The quantity of hydrocarbons dissolved in the solvent and recovered as fuel gas amounts to some 0.3% on intake. Nonrecoverable hydrocarbon losses are found to be less than 0.05% on intake.

After 2 years of operation, no significant solvent degradation has been observed. Furthermore, the low foaming tendency of the solvent has been maintained with minimum use of antifoam agent.

Equipment inspection carried out during the maintenance shutdown in July 1990 did not reveal any significant corrosion.

FUTURE DEVELOPMENTS

Following the minor modifications implemented during the first maintenance shutdown, operation of the Emmen plant is considered satisfactory in terms of plant capacity and product quality. The plant also complies with the stringent environmental permits.

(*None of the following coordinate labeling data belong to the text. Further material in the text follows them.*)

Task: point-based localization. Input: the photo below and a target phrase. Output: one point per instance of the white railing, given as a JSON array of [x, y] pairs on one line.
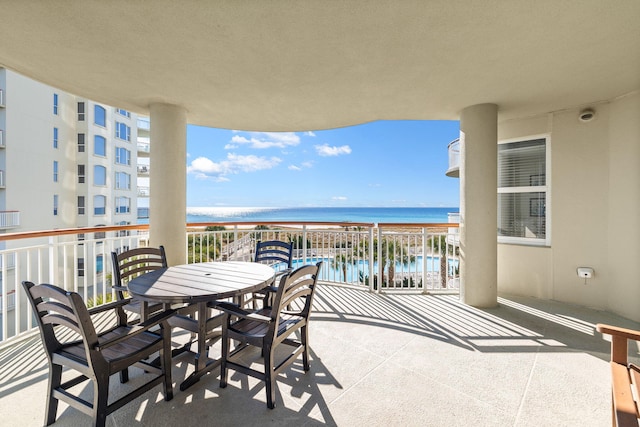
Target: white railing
[[80, 259]]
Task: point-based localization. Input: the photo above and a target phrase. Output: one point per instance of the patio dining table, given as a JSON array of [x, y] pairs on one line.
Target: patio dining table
[[200, 284]]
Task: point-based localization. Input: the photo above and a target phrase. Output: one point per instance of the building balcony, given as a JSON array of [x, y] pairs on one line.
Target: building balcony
[[454, 159], [376, 354], [9, 219], [144, 147], [143, 191]]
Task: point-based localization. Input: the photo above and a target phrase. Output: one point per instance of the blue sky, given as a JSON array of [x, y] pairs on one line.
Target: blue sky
[[378, 164]]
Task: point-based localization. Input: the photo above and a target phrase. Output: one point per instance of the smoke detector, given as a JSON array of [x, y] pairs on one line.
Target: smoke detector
[[587, 115]]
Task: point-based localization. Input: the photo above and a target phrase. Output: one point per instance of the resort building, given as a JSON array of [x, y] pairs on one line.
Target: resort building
[[65, 162]]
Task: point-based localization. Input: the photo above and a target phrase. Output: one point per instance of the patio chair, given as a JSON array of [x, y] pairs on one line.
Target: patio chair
[[268, 328], [275, 253], [625, 376], [133, 263], [71, 341]]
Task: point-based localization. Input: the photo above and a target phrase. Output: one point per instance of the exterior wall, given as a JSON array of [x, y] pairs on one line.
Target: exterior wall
[[595, 200]]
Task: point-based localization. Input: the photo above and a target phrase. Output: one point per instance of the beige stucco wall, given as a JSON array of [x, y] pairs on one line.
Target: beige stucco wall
[[594, 210]]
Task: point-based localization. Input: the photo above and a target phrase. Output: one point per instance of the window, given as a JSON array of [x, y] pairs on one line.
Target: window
[[80, 267], [123, 205], [523, 191], [100, 146], [80, 205], [80, 143], [123, 181], [99, 175], [123, 112], [123, 156], [99, 205], [99, 116], [123, 131], [81, 111]]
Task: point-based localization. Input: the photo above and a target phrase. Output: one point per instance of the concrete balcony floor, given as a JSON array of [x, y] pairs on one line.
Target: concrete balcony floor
[[389, 360]]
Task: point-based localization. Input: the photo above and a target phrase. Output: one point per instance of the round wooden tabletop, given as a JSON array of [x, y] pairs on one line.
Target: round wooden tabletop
[[191, 283]]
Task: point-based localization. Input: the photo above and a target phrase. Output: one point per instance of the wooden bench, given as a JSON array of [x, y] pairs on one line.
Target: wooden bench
[[625, 376]]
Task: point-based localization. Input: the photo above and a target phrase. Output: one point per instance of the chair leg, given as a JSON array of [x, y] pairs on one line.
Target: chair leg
[[223, 358], [100, 400], [55, 379], [304, 338], [124, 375], [269, 377], [165, 357]]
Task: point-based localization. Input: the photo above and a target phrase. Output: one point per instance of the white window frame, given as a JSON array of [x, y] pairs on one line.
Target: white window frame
[[530, 241], [123, 205], [127, 154]]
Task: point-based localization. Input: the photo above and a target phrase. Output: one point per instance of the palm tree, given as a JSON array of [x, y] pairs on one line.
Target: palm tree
[[440, 246]]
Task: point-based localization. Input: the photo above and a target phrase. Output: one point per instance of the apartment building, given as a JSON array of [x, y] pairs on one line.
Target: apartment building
[[65, 162]]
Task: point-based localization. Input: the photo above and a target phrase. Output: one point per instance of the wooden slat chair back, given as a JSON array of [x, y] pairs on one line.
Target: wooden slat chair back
[[269, 327], [625, 377], [70, 340], [277, 254], [130, 264]]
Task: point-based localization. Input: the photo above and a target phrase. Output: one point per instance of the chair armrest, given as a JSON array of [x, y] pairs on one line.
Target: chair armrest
[[109, 306], [138, 329], [235, 310], [619, 332]]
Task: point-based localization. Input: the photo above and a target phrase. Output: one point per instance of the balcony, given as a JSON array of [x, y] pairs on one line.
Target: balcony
[[454, 159], [144, 147], [143, 191], [9, 219], [417, 356]]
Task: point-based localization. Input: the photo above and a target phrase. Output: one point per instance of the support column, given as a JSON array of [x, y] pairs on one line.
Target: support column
[[168, 181], [479, 205]]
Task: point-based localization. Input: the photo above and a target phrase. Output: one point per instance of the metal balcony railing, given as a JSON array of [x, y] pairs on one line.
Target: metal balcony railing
[[409, 258]]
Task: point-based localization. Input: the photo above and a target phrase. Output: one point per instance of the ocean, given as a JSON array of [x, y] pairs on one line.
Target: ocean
[[375, 215]]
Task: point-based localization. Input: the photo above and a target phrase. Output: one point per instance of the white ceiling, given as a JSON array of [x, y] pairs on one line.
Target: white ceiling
[[285, 65]]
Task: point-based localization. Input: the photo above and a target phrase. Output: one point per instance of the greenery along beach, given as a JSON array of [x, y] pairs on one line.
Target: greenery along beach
[[330, 214]]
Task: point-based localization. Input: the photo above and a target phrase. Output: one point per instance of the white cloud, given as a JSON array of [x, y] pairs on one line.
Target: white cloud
[[262, 140], [204, 168], [327, 151]]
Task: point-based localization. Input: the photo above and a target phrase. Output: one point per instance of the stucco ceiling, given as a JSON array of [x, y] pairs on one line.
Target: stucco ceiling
[[285, 65]]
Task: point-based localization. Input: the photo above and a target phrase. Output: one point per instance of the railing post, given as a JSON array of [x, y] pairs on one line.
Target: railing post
[[380, 263], [371, 267], [425, 245], [304, 243]]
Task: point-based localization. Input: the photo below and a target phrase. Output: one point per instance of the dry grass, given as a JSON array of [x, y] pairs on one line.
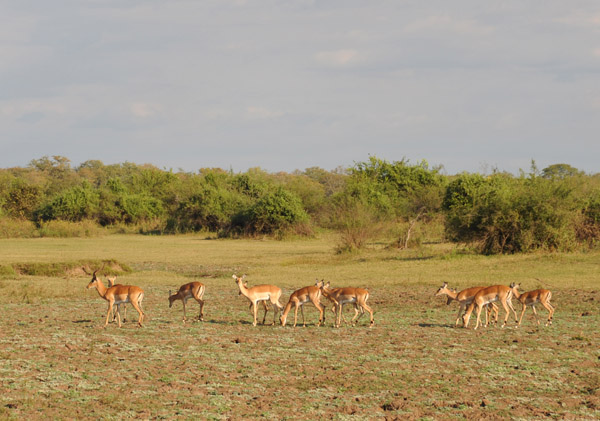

Current efforts are essentially directed toward further optimization of plant performance with respect to operating costs and compliance with requirements resulting from evolving environmental legislation.

Experience with the Emmen plant over more than 2 years has proven the ability of the Sulfinol-M process to meet a tough treating challenge in an economical, flexible, and reliable way.

Two further Sulfinol-M plants, both similar to the Emmen lineup, are now under construction:

  • Natural gas treating and conditioning plant, south of Mobile, Ala. (Shell Offshore Inc.'s Yellowhammer plant)

  • A syngas treating plant at Buggenum, The Netherlands (part of the Demkolec demonstration plant for the Shell coal gasification process).

REFERENCES

  1. Nasir, P., "A mixed solvent for a low total sulfur specification," American Institute of Chemical Engineers summer national meeting, Aug. 19-22,1990, San Diego.

  2. Wetzels, M.L.J.A., Dam, W., and Hugill, J.A., "The SCOT Process: still very much alive nearly twenty years after its first introduction," Western Research Seminar, November 1990. Budapest.